A liquidação do Banco Master reacendeu dúvidas sobre o papel de corretoras na distribuição de CDBs de alto risco. XP e BTG Pactual responderam por mais de R$ 32,5 bilhões em vendas dos papéis antes da quebra.
Embora o FGC cobrisse quase todos os títulos, especialistas afirmam que a discussão envolve não apenas risco, mas também adequação da recomendação e transparência no processo comercial.
Responsabilidade das plataformas
Advogados e analistas avaliam que corretoras não podem ser responsabilizadas apenas porque o investimento deu errado, já que o papel delas é oferecer produtos aprovados pelo Banco Central. Ainda assim, eles destacam que a recomendação feita por assessores de investimento pode ser questionada se houver falhas de comunicação.
Segundo especialistas, o problema central envolve casos em que o investidor recebeu indicação incompatível com seu perfil de risco. Nessas situações, a responsabilidade dos assessores recai diretamente sobre as plataformas às quais estão vinculados.
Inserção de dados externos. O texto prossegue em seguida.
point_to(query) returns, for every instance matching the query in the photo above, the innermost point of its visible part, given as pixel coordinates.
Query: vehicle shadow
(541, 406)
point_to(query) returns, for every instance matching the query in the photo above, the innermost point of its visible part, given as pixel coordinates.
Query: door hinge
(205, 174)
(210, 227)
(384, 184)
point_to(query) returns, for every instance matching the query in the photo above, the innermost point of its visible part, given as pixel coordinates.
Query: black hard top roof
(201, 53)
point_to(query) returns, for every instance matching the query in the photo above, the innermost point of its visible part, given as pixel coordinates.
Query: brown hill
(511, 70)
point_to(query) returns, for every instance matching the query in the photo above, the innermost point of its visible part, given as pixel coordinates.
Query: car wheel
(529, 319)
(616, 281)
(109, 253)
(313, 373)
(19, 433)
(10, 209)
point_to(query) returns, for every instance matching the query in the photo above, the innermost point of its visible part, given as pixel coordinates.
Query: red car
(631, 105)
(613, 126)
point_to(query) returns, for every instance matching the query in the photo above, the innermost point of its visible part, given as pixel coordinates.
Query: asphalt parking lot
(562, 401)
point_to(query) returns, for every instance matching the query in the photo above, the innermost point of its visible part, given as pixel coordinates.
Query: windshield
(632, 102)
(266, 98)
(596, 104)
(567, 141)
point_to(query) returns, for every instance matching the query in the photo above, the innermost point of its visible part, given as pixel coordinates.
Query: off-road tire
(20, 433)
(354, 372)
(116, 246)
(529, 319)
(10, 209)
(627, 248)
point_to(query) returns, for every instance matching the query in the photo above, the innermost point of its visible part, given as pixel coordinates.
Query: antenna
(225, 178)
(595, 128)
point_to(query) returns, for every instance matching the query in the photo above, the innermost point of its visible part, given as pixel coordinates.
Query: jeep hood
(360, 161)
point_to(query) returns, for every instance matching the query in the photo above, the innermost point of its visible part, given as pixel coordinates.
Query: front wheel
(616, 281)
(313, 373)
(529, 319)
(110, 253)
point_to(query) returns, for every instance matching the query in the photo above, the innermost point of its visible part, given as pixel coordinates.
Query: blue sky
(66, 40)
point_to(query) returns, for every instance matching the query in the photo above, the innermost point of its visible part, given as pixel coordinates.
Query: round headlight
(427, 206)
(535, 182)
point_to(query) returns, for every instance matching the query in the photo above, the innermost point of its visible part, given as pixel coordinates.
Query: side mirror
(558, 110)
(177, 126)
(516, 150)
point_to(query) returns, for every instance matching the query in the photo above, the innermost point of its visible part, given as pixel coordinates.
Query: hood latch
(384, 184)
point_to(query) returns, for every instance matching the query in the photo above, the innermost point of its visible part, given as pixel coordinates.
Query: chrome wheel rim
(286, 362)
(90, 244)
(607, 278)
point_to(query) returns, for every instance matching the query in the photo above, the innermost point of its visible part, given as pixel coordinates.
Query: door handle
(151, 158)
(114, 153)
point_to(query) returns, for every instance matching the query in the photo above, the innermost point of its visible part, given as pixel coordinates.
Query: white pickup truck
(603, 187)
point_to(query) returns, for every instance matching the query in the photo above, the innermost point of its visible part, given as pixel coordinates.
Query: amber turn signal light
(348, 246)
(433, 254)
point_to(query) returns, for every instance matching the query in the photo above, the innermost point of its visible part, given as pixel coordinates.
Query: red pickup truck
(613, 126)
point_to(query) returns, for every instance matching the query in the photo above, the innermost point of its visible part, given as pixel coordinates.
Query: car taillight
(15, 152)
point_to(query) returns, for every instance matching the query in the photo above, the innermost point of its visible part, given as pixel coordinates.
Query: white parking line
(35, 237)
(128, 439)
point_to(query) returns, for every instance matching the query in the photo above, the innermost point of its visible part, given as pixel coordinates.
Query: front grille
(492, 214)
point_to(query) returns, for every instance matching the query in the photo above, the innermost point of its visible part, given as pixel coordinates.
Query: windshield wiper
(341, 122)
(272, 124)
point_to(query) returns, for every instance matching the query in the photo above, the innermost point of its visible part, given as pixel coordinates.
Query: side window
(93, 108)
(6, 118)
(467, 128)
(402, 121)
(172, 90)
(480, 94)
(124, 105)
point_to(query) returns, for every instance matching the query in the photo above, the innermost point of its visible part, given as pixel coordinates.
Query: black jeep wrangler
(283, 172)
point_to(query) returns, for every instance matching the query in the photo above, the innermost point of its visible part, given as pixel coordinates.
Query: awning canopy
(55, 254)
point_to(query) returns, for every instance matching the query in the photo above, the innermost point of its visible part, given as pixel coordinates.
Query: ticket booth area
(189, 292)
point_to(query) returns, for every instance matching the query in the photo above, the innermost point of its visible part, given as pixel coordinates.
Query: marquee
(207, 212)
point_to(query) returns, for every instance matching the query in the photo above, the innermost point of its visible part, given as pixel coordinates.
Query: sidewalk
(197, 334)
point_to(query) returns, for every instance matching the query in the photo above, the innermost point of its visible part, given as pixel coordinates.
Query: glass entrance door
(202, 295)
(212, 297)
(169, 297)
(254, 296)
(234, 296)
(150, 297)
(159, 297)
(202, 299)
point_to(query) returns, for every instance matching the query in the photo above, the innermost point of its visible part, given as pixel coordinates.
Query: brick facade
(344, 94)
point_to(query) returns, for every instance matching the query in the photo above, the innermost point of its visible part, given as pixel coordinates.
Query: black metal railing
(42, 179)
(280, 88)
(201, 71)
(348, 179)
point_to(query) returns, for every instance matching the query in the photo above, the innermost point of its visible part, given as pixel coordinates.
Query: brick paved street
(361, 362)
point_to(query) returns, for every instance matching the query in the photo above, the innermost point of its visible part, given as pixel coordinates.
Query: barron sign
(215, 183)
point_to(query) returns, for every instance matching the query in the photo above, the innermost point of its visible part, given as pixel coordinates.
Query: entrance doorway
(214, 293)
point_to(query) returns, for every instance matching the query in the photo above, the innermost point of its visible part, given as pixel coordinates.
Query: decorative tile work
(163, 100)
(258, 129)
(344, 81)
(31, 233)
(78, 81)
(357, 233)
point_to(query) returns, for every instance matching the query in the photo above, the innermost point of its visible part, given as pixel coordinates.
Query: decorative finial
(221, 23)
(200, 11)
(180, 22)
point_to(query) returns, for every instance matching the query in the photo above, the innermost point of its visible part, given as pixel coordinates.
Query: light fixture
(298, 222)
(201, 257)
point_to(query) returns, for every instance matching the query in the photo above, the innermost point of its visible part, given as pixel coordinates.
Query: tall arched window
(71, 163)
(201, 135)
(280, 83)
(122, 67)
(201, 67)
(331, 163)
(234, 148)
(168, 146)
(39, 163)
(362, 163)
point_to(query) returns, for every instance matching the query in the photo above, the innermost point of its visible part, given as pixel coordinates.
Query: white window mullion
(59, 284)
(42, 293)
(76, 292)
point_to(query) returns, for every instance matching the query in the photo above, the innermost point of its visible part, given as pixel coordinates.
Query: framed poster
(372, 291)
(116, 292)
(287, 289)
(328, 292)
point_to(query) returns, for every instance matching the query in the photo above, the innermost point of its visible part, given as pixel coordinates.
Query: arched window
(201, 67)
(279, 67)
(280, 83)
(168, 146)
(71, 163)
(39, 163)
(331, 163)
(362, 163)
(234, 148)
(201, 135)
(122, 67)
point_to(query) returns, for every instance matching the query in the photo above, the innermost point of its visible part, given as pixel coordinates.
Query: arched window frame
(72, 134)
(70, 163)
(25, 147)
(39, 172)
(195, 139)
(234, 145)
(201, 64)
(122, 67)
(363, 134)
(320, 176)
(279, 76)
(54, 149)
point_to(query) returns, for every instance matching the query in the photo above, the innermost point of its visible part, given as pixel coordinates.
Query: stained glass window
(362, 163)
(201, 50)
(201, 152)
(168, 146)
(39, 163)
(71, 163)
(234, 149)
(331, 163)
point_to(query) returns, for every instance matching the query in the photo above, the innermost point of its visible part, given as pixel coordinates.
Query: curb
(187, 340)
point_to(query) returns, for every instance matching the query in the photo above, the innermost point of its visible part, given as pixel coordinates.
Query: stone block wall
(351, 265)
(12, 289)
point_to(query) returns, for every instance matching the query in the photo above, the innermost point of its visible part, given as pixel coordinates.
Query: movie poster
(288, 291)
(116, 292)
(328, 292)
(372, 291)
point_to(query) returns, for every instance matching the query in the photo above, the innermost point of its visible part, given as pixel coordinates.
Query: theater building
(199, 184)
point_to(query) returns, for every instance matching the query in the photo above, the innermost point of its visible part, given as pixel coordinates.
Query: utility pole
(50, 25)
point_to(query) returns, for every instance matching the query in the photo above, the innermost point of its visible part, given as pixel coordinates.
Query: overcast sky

Além disso, o debate ganhou força com a revelação de que a venda dos CDBs incluía comissões atrativas, o que pode ter estimulado práticas comerciais pouco alinhadas ao interesse do cliente.
FGC e impacto para investidores
O FGC prevê ressarcimento de até R$ 250 mil por CPF, cobrindo principal e juros. Para a maioria dos investidores, a garantia evitará perdas. Contudo, quem ultrapassou o limite do fundo ficará sujeito ao processo de falência do Master.
Especialistas afirmam que esse grupo pode buscar indenização na Justiça, caso prove recomendação inadequada feita por um assessor vinculado a uma corretora.
O episódio reforça a importância de compreender o risco real dos CDBs: taxas muito altas podem sinalizar instituições mais frágeis.
O que deve mudar no mercado
Com o impacto do Master, plataformas já discutem ajustes internos e mecanismos de alerta que evitem alocações acima do limite do FGC. Especialistas defendem que órgãos reguladores criem notificações automáticas ao investidor antes de novos aportes.
Analistas também apontam que a regulação do FGC precisa evoluir, incluindo limites de rentabilidade para emissões de bancos menores. A ideia é reduzir incentivos a captações agressivas que atraiam investidores sem plena noção dos riscos.
Enquanto isso, o caso expõe novamente a tensão entre comercialização de produtos e adequação ao perfil do cliente, ponto crítico para todo o ecossistema de investimentos.